Eyerly on Symphonic Music 

"The orchestra always fascinated me. As I teenager, I'd sneak into Ravinia to hear the Chicago Symphony's summer concerts. 
Later I took a grunt job at Juilliard as an orchestra librarian, just to put music on the stands, so I could learn how everyone was positioned, and observe rehearsals. 

Once I wanted to be a conductor. Fortunately for everyone I didn't pursue it, but I do think like a conductor. In the same way that a rock star wanna-be plays 'air guitar,' when I'm composing I 'air conduct,' even for non-orchestral pieces. I imagine I'm cueing, trying to coax sound out of the space..." Scott Eyerly 

Exultation Overture

Duration 7 minutes.

Commissioned by the New York Youth Symphony.

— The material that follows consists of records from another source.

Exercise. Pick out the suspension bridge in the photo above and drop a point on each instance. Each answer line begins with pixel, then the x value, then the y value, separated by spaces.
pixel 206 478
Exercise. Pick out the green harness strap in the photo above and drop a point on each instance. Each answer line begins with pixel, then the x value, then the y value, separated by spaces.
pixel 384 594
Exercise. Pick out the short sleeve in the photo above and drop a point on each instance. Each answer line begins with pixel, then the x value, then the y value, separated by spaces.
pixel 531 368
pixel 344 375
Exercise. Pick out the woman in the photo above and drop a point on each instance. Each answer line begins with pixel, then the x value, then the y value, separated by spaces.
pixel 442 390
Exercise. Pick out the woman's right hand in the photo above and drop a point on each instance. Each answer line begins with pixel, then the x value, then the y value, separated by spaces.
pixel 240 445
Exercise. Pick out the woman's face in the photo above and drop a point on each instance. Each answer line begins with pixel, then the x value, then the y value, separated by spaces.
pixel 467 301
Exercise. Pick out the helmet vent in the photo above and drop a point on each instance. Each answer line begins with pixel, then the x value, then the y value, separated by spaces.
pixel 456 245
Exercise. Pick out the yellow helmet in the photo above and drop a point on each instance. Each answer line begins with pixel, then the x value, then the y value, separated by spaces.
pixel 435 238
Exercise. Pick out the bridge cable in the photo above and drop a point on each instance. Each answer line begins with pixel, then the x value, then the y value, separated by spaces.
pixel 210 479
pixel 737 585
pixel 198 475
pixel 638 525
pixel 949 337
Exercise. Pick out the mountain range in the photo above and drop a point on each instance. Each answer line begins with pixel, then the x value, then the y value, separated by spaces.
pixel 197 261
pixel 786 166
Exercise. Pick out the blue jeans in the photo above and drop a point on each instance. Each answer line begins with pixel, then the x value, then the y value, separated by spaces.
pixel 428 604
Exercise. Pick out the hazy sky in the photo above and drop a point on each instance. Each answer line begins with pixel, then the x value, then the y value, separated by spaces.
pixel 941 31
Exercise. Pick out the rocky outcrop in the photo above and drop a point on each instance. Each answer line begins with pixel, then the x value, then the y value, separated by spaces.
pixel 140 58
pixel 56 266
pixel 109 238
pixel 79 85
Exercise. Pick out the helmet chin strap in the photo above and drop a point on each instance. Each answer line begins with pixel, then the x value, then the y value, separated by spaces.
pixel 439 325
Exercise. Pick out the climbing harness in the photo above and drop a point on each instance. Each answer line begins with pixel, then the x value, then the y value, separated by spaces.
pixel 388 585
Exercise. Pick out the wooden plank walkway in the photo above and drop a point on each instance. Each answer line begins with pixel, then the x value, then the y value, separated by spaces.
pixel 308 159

Premiere, Carnegie Hall, conducted by David Alan Miller.  

From the program note: "The New York Youth Symphony told me two things: my piece must be short, and would lead off the program. I immediately felt the work should be lively and exuberant, a festive 'opener.' As a friend told me, 'Fill this place,' while he gestured to the ceiling of Carnegie Hall..."  

Forces: 2-2-2-2, 4-2-3-0, Timpani, Strings. 

0:00/???
  1. 1
    0:00/1:23
  2. 2
    0:00/2:57
  3. 3
    0:00/1:56
  4. 4
    0:00/1:04

Variations on a Theme by  Honegger  
Duration 30 minutes. 

Winner, the Louisville Orchestra New Music Prize. First performed by the Louisville Orchestra, conducted by Lawrence Leighton Smith.  

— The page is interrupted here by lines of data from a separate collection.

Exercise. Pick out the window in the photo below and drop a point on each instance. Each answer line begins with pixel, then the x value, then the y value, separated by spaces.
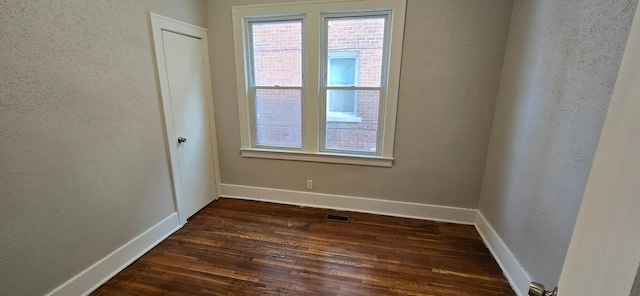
pixel 342 71
pixel 318 81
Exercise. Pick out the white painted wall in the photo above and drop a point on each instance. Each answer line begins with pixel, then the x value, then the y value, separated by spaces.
pixel 83 164
pixel 604 253
pixel 560 67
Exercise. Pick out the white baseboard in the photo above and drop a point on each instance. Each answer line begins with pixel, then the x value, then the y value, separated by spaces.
pixel 98 273
pixel 513 271
pixel 350 203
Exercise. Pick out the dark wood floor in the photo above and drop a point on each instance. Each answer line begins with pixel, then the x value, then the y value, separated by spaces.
pixel 235 247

From the program note: "One day, when I was sixteen, I heard two attractive violinists play Arthur Honegger's Sonatine pour deux violons. For some reason I was struck by a short theme in the opening Allegro. I imagined a large orchestra piece based on this fragment, having at the time no conception of what was required to write such a piece! In fact years would pass before I started...  

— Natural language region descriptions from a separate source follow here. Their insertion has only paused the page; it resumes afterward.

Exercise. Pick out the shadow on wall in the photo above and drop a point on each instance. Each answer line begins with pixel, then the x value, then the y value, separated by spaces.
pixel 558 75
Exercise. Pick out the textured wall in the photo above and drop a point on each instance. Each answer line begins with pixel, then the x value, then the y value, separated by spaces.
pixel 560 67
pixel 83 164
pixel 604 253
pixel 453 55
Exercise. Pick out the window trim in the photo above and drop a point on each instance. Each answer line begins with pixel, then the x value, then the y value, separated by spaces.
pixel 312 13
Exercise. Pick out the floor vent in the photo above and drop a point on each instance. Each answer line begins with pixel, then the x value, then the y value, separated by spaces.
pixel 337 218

The first three notes of Honegger's theme outline a chord which, like a ghost, 'haunts' my piece. The Introduction begins with it and every variation ends with it. This 'ghost' also makes the pitch Adominate the work. But surprisingly, Honegger's theme ends one half step higher, on A sharp. In my Finale, the work is at last forced up to A sharp and the 'ghost chord' is 'exorcised'"...  

Forces: 3 Flutes (3rd also Piccolo)-2 Oboes-English Horn-3 Clarinets (3rd also Bass Clarinet)-3 Bassoons (3rd also Contrabassoon)-4 Horns-3 Trumpets-2 Tenor Trombones-Bass Trombone-Tuba-Timpani-Percussion (4 players)-Harp-Strings. 

Arbor  
for solo violin and orchestra  
Duration 10 minutes.  

A single-movement work, "not a concerto in the virtuosic sense, but rhapsodic, like the Romances of the 19th Century filtered through a modern sensibility..."  

Forces: 2 (2nd also Piccolo)-2-2-2, 2-0-0-0, Timpani, Percussion (1 player), Strings.